Bacterial Strain and Growth Conditions

Staphylococcus aureus (ATCC 25923) and P. aeruginosa (ATCC 27853) were used in this study collected from the Institute of Pasture, Tehran, Iran. Strains previously were stored on glycerol, cultured and stored on nutrient agar plates (NA, Merck, Germany) with regular transfer onto fresh medium. For inoculation, the microorganism was grown aerobically in NA plates at 37 °C for 18–24 h and then the strain suspension was prepared in sterile Phosphate Buffered Saline (PBS) (pH 7.4) to reach the turbidity of 0.5 McFarland (a concentration of 1.5 × 10⁸ CFU/mL). Tryptic Soy Broth (TSB, Merck, Germany) was used as the liquid medium for biofilm culture.

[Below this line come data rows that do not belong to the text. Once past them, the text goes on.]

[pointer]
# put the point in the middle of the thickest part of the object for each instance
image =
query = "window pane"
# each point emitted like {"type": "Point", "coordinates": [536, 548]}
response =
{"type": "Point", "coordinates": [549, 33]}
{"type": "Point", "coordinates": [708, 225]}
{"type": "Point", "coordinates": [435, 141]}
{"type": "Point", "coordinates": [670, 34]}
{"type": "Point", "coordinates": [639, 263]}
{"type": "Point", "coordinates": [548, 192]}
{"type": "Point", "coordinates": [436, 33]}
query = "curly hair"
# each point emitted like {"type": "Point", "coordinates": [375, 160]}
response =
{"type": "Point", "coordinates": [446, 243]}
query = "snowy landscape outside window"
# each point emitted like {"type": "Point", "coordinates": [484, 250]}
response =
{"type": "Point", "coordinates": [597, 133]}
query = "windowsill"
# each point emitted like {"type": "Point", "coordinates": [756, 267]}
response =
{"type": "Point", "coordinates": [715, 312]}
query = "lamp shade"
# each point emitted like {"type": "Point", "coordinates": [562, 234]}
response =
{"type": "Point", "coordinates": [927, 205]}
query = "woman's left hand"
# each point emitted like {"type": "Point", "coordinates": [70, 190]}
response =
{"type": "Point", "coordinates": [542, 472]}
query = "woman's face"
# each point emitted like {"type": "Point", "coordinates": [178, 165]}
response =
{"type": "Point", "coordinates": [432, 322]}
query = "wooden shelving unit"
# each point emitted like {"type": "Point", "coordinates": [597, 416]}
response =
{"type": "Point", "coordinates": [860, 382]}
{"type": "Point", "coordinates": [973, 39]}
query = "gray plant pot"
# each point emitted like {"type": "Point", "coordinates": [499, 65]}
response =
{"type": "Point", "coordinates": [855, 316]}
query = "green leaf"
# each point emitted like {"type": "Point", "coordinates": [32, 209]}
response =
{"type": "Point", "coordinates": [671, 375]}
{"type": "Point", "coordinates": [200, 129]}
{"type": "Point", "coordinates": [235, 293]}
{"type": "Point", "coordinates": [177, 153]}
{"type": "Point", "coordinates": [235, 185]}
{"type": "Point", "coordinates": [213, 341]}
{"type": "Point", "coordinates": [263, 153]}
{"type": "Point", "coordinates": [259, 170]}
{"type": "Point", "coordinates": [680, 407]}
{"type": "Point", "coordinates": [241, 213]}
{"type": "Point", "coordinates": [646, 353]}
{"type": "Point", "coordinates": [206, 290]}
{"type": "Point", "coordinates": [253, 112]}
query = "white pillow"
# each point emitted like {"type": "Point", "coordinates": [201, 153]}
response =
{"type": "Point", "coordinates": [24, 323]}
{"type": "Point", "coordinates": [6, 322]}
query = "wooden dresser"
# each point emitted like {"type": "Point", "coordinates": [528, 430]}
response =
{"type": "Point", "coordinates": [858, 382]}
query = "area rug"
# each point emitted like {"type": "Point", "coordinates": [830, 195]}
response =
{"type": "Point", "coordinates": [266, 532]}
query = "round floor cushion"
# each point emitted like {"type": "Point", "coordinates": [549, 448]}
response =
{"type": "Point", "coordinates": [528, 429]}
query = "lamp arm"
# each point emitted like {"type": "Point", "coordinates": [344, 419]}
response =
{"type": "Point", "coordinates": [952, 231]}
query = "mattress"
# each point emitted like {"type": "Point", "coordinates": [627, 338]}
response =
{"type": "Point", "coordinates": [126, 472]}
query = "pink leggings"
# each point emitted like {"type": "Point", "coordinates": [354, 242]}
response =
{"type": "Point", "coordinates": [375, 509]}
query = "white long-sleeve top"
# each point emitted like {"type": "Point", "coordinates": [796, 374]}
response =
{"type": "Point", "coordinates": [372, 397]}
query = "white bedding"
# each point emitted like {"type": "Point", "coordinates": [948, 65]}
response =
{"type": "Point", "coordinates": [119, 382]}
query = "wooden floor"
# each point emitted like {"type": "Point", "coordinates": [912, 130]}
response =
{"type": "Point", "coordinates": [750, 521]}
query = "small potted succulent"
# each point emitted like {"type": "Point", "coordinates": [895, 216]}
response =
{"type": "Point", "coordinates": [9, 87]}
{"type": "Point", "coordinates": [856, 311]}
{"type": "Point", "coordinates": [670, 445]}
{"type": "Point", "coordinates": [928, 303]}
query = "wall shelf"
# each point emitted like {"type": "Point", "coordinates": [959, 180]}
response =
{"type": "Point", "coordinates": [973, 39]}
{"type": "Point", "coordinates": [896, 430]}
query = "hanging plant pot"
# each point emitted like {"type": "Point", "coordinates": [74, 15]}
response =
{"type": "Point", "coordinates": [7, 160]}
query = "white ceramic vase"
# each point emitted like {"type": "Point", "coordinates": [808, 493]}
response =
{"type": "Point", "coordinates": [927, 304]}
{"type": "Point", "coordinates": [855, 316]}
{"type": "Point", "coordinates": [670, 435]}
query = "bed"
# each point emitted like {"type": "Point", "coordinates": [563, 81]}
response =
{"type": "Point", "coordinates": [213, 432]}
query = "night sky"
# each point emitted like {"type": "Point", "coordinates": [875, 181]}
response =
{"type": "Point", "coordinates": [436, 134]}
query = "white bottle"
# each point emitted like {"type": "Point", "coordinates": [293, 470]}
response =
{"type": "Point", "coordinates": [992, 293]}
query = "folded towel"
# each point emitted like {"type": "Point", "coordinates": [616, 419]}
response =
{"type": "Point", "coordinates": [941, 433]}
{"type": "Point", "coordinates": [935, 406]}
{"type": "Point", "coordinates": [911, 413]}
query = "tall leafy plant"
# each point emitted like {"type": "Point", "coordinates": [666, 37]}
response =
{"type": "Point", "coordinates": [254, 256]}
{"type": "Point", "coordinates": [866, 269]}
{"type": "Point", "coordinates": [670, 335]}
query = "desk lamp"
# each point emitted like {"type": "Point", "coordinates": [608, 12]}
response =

Photosensitizer and Light Source

Methylene blue (MB) was used as photosensitizer. The light source used in this study was a red LED source (660 nm; power density: 20 mW/cm²) which is related to the maximum absorption of MB. All experiments were repeated three times. Each experiment was performed with four groups. The first group: only methylene blue at dark, the second group: only MB in presence of LED light irradiation, the third group: MB with saponin at dark, the fourth group: MB with saponin exposed to LED light irradiation.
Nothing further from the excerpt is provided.